Les systèmes de santé sont la cible d’une menace grandissante : celle des « prestataires fantômes ». Ces entités éphémères, souvent déguisées en réseaux complexes et parfois actifs à l’échelle internationale, émergent le temps de soumettre des réclamations frauduleuses avant de s’évanouir, rendant leur traque extrêmement ardue. L’expérience de l’unité d’enquête spéciale (SIU) de Cotiviti le confirme : la clé pour les démasquer réside dans une intervention proactive.
L’anatomie d’une escroquerie rodée
Ces fraudeurs exploitent généralement des identifiants nationaux de fournisseur (NPI) inactifs ou récemment créés. Face à la création de milliers de nouveaux NPI chaque semaine, les opportunités de fraude sont nombreuses. Les escrocs débutent souvent par tester la vigilance du système avec quelques réclamations de faible valeur. Si celles-ci passent inaperçues, ils intensifient rapidement leurs agissements, submergeant le système de demandes frauduleuses en l’espace de quelques semaines seulement. Au moment où les audits post-paiement parviennent à identifier le problème, les auteurs ont déjà disparu.
Ces stratagèmes s’appuient fréquemment sur le vol d’identité de membres, véritable pilier de leur fonctionnement.

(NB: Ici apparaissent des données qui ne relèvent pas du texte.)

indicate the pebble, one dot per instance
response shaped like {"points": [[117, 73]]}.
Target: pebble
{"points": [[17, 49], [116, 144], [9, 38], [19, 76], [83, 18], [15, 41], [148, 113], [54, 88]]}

Le SIU de Cotiviti a récemment identifié des centaines de NPI suspects, basés sur des adresses partagées, des similitudes de dénomination et d’autres anomalies. Bien que ces méthodes ne soient pas toujours sophistiquées, elles suffisent souvent à contourner les systèmes de traitement des réclamations traditionnels.
Pourquoi attendre le post-paiement, c’est trop tard
Une fois qu’un paiement a été effectué à un prestataire fantôme, le recouvrement devient quasi impossible. Ces entités sont souvent liées à des réseaux criminels organisés ou opèrent depuis l’étranger, rendant toute action légale et tout recouvrement illusoires. C’est pourquoi la détection en amont, avant le paiement, est absolument cruciale. Elle représente la seule fenêtre d’opportunité pour stopper la fraude avant qu’il ne soit trop tard.
Parmi les signaux d’alerte révélateurs, on peut citer :
- Des adresses résidentielles utilisées comme lieux d’exercice de prestataires.
- Des identifiants autorisés communs à plusieurs NPI.
- Des incohérences dans les noms, comme l’usage d’acronymes ou un espacement inhabituel.
- Des volumes de réclamations anormalement élevés de la part de prestataires nouvellement enregistrés.
Les outils actuels de détection post-paiement échouent souvent à identifier ces schémas. Seuls les outils de détection pré-paiement, qui signalent les réclamations avant l’émission du paiement, offrent une véritable parade. Face à la multiplication des opportunités de fraude, les régimes de santé doivent impérativement adopter des stratégies prédictives pour garder une longueur d’avance. Cela implique non seulement de s’appuyer sur des systèmes automatisés, mais aussi de maintenir une supervision humaine pour examiner attentivement les nouveaux NPI et vérifier leur légitimité.
Anticiper la fraude, un impératif
En décembre, le CMS (Centers for Medicare & Medicaid Services) entendait renforcer ses contrôles sur la validation des prestataires et la surveillance des NPI. Si ces réglementations n’apportent pas de concepts radicalement nouveaux, elles soulignent l’importance d’anticiper la fraude plutôt que de simplement réagir à posteriori.
L’unité d’enquête spéciale (SIU) de Cotiviti collabore activement avec ses clients pour déployer des interventions qui vont au-delà de la détection standard. En combinant intelligence artificielle, règles expertes et analyse humaine, l’objectif est de signaler les prestataires fantômes avant qu’ils ne puissent exploiter le système. Leur solution prospective et rétrospective 360 Pattern Review™ permet aux régimes de santé de détecter automatiquement, grâce à l’apprentissage automatique, les comportements de facturation suspects pour une prévention et une gestion efficaces de la fraude tout au long du cycle de traitement des réclamations.